Leaders of the Cal Poly greek community clarified their apology for the “Colonial Bros and Nava-hos” party Tuesday, shifting blame away from fraternities and sororities that might have been involved with it.
In a joint statement, Interfraternity Council President Dominic Hjerpe, Panhellenic President Danielle Durante and Interfraternity Council public relations director Alex Horncliff wrote, “IFC gave an apology to the Cal Poly & San Luis Obispo Community because there was an email associating Greeks with a culturally insensitive theme. We issued a statement because we wanted to clarify our belief that there is no room for insensitive themes in the Cal Poly or Greek Community.”
All three said they did not know if greeks were involved with the party.

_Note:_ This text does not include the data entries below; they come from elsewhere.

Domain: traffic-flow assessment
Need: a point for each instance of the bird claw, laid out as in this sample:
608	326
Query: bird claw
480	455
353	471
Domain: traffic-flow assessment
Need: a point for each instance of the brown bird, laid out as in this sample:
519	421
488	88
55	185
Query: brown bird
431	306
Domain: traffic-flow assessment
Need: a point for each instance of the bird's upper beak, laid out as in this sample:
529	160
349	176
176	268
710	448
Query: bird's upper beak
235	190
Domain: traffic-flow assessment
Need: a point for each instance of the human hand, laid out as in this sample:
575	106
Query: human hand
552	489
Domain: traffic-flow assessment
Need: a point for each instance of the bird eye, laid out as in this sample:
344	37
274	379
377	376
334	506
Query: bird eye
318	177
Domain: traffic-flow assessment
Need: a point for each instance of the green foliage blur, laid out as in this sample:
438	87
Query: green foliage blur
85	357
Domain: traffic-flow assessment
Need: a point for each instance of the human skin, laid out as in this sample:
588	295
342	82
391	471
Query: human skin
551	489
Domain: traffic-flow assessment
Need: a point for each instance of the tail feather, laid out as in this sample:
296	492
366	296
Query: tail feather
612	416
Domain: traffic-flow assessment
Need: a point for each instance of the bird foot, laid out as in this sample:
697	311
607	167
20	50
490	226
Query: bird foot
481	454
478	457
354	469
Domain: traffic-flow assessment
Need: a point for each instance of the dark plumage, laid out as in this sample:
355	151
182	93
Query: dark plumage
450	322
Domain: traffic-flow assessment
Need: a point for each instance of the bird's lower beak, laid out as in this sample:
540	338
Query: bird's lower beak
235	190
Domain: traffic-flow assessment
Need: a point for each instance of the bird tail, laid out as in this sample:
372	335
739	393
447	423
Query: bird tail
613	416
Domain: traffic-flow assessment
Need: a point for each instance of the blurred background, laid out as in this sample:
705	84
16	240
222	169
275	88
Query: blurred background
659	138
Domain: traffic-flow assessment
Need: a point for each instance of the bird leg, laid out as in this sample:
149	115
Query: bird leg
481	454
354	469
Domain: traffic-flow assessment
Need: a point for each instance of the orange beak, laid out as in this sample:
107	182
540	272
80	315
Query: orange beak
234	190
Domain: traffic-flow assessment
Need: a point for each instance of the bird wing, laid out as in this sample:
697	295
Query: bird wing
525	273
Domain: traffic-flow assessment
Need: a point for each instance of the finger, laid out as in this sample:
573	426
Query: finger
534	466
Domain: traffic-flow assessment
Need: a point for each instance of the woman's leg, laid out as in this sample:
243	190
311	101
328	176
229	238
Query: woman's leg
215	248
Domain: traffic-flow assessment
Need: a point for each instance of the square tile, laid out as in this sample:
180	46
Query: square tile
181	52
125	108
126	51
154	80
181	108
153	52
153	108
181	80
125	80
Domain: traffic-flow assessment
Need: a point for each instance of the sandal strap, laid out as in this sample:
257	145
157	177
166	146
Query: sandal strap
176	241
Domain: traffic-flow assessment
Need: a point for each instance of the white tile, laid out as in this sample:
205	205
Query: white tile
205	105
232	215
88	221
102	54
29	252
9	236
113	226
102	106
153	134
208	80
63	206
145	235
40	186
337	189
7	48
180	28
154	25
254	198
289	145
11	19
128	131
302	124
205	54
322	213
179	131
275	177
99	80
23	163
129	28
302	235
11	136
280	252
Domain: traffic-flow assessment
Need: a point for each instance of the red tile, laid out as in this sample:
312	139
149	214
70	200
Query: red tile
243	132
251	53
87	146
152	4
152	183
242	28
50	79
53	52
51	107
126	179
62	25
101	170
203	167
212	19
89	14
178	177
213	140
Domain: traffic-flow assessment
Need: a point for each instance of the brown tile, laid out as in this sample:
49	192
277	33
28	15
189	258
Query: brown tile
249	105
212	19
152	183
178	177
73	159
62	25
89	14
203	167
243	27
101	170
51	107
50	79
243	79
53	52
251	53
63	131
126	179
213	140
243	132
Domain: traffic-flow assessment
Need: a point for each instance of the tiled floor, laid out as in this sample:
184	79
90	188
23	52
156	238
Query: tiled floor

Greek life’s original apology came from Horncliff, a business administration junior, at a campus forum on racism and sexism one week after the party. Horncliff issued his apology on behalf of “a community of greeks,” and appeared then to take responsibility for the party.
“We messed up. That is something that is clear and one thing that has to be understood,” Horncliff said. “This is not something that we stand behind. I’ll repeat it, and I’ll repeat it until it’s dead.”
Horncliff said Tuesday the meaning of the apology was “difficult to put into words,” since he did not intend to say greeks were responsible for the party.
“It’s not the fact it was a greek organization that had done it,” he said. “Even if it’s not us, we should be taking responsibility for it and apologizing for it.”
The public’s eye tied greek life to the party from the beginning, when an email from Cal Poly President Jeffrey Armstrong condemned “a social fraternity and sorority event from this past weekend that was offensive to Native Americans and women in the party’s theme and suggested costumes.”
Greek leadership was blindsided by the email tying greek life to the party, Hjerpe said. They knew Cal Poly was looking into the party, he said, but didn’t expect an email identifying fraternity and sorority involvement with the party.
Hjerpe also said he does not know for certain a party with the theme “Colonial Bros and Nava-hos” took place.
No one at the forum disputed greek life’s involvement or the name of the theme. Jenell Navarro, the president of the American Indian and Indigenous Faculty Staff Association, referenced both in her opening remarks.
At the forum, ethnic studies junior Logan Cooper called for an apology from campus leaders about the party. Now, he said he feels as if they are taking it back.
“It sounds to me like one of those very corporate apologies,” he said. “‘I’m sorry we were accused of doing something wrong, rather than were sorry for actually doing something wrong.'”
The party is still under investigation.